We decided not to go the the highly publicised Monkey Mia to "swim with the dolphins".  They charge a fee just to get into the area and apparently once there it's all very "commercial" and you can't actually swim.  You can stand in the water up to about knee deep, and someone comes down with food for the dolphins, which will swim in close and around you if you are lucky.  This is done about 7:30am and a couple of times later in the morning if there are enough dolphins about.  We were advised that as most of them had babies, they were not coming in to shore much, and they were only doing the one feeding at 7:30.

After the National Park we went back again to Hamelin Pool Homestead - third night... because we also wanted to go to Steep Point, the most westerly point on the mainland, just to say we'd been there I guess.  We were lucky enough to get a camp site after being told the day before that it was booked out for the next 2 or 3 weeks.  They had a cancellation and we were there in time to get it.  It's a 'fun' drive in through the sand hills but it wasn't much fun camping that night.  Late in the afternoon the wind got up and by dinner time it was blowing a gale - one of the times we were glad of the extra feature our camper has of being able to slide the kitchen inside the tent, as well as the normal outside position.  We just heated up tinned Irish Stew and went to bed, but couldn't read in bed because I thought I'd be seasick we were being rocked around so much by the wind.
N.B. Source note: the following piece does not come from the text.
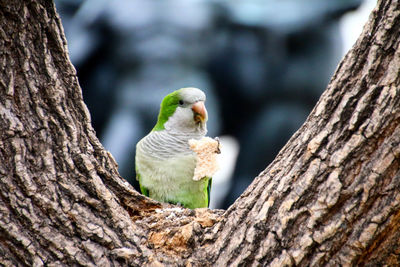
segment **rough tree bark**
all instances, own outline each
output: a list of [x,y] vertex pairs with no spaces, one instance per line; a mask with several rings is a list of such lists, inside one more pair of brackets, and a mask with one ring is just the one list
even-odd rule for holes
[[275,161],[227,211],[191,211],[119,176],[54,4],[0,1],[0,264],[400,265],[399,36],[378,1]]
After thorougly exploring the area, seeing the Zuytdorp Cliffs, False Entrance and another area of blowholes (which weren't blowing because the swell wasn't right) we headed back again to Hamelin Pool, planning to leave the next morning.  But ..... next day was Melbourne Cup and the property owners had organised a lunch, inviting some of their nearest neighbours (up to 60 kilometres away) and any of the campers who wanted to stay.  So we decided to stay, have a few drinks and a good time and stay for another night, making it five nights in all.  So hard to drag yourself away from some places!


When we finally got away we went to Kalbarri where we stayed three nights, seeing all the sights of the National Park and enjoying what was left of the famous wildflowers.  Although it is getting late in the season there were still quite a few very nice patches of colour.  And from there on there has been quite a bit of coloured flowering plants of all types along the roadside and out into the bush, where is is not under crops or being grazed.

Kalbarri is definitely the best of all the National Parks and also the most accessible.  There are a few very easy walks to some river gorges and even the climb to "The Window on the World" is not difficult.

After exploring everything there, we had a couple of days just relaxing at Coronation Bay where we caught up with people who had been at Ningaloo with us.  Then it was off to Geraldton for a 20,000k truck service and the usual grocery shopping etc.